A Book to Read: Books: A Memoir by Larry McMurtry

Larry McMurtry, the author of about 40 books and many screenplays, has written his memoir and ode to books titled Books: A Memoir (New York: Simon and Schuster, 2008).  This book is a compilation of short anecdotes, a quick and easy read, about his life as a book lover and a book seller.  I always knew McMurtry was an author, because I am a long-time fan of his nostalgic work The Last Picture Show and his Lonesome Dove.  However, I always envisioned the author as presiding over some kind of spread in the hill country of Texas, propping his cowboy boots up on a battered coffee table, surrounded by books and horses.  

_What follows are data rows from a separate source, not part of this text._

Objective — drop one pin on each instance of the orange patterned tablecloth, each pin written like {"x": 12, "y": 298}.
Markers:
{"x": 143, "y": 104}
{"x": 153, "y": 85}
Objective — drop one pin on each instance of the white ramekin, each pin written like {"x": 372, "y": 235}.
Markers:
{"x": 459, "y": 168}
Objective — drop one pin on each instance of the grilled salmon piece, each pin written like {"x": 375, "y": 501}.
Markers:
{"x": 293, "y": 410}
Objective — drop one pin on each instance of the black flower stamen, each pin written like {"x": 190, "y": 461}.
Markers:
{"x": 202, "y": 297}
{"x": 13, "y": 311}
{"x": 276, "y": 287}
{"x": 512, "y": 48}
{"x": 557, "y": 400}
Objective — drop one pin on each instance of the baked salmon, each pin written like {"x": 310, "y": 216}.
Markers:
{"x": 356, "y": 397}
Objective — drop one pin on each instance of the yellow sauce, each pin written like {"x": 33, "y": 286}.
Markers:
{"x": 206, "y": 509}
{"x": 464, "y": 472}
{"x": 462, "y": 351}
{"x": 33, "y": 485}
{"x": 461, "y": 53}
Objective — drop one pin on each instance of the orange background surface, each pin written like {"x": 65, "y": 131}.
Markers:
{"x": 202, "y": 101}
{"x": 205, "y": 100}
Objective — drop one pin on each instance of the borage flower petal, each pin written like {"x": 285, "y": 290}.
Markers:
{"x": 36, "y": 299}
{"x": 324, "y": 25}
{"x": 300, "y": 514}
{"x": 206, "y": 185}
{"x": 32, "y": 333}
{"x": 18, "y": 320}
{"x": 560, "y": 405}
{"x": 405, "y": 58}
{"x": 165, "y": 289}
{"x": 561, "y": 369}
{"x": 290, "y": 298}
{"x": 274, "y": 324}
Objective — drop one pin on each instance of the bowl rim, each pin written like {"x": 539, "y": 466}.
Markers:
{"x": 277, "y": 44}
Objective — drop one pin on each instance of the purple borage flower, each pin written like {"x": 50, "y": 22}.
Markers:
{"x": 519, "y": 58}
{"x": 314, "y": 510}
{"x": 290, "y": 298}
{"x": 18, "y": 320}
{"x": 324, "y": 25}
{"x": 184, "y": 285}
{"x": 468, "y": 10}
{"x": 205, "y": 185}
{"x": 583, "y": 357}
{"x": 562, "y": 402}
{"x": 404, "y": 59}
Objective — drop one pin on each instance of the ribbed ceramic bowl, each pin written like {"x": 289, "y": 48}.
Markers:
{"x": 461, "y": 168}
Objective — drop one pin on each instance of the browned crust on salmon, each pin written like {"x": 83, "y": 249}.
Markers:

As it turns out, McMurtry presides, instead, over an empire of secondhand books called Booked Up,  an aggregation of four bookstores surrounding the town square in Archer City, Texas.  Booked Up contains, according to various estimates, between 300,000 and 450,000 titles and may be the largest and most distinguished secondhand book store in the nation.  If you look up Archer City on Google, you will find that its current population is 1,848 and that it is 25 miles south of Wichita Falls. I learned on the internet that the grocery store in Archer City is the Oodles Supermarket, and the cafe is the Harvest House Cafe.  The ruins of the Royal Theater, the focal point of McMurtry's memorable work The Last Picture Show and its namesake movie, remain as a shrine, I suppose, for all those who long to see it.  A reviewer noted the sense of "musty smell of time and books" when entering the store.   For more details, see Patricia Dalton's Best Little Bookstore in Archer City, Texas here.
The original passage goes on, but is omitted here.